Leonardo da Vinci, Sculptor
By Raymond S. Stites
Art Studies, Vol. 4 (1926)
In view of the ill-fated attempt of Geheimrat Bode to acquire, in the wax bust of the Flora, a real Leonardo for the Berlin Museum, writers have become more chary in attempting to assign works of sculpture to that artist. The most successful of recent efforts has been that of Professor Meller of the Budapest Museum, a review of whose article in the Prussian Jahrbuch appeared in the Art Bulletin, Vol. II, pp. 129 ff. He was able to identify a bronze group in his museum as a cast from a model made as a study for the Trivulzio monument; but this little equestrian bronze (23.5cm.high) is so badly cast that most of the modelling has been lost. It does show, however, the spirit of Leonardo’s sketches, and Meller deserves credit for a very complete working over of Leonardo’s career as a sculptor.

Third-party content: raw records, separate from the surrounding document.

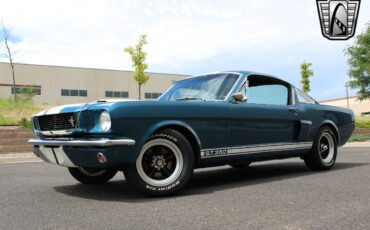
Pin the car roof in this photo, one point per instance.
(246, 72)
(242, 72)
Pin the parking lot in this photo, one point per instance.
(272, 195)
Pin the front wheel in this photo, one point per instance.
(240, 165)
(164, 165)
(92, 175)
(324, 150)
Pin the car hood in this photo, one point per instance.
(95, 105)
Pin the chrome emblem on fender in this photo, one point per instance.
(338, 18)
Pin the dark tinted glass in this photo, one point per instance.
(74, 92)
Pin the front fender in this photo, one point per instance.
(163, 124)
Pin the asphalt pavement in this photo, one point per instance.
(270, 195)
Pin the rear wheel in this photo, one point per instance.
(324, 150)
(164, 165)
(92, 175)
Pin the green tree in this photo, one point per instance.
(138, 62)
(359, 64)
(306, 73)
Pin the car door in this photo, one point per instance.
(265, 117)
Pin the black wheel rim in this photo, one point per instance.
(159, 162)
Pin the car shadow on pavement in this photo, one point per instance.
(203, 181)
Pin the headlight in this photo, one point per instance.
(104, 121)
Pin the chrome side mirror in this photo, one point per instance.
(239, 97)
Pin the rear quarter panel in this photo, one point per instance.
(341, 119)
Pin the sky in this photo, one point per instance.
(184, 37)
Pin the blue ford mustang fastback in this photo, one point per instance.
(227, 118)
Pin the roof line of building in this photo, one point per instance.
(75, 67)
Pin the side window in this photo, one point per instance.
(271, 94)
(304, 98)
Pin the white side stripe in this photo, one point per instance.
(207, 153)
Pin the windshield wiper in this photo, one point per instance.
(190, 99)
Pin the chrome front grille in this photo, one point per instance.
(62, 121)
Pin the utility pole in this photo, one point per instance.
(346, 85)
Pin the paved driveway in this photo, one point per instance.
(272, 195)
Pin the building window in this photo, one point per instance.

In addition to a number of scattered studies in the Burlington Magazine, and a restatement of Bode’s belief in his recent Studien über Leonardo da Vinci, there has recently appeared a very thorough work on the subject of leonardo as sculptor by the man most familiar with the Milan of Leonardo’s time, Malaguzzi Valeri. Malaguzzi Valeri throws into high relief the close relationship of leonardo to his pupil, Rustici, and his master, Verrocchio. The suggestion is advanced that Leonardo participated extensively in the commissions received by Verrocchio, particularly in the Colleoni monument.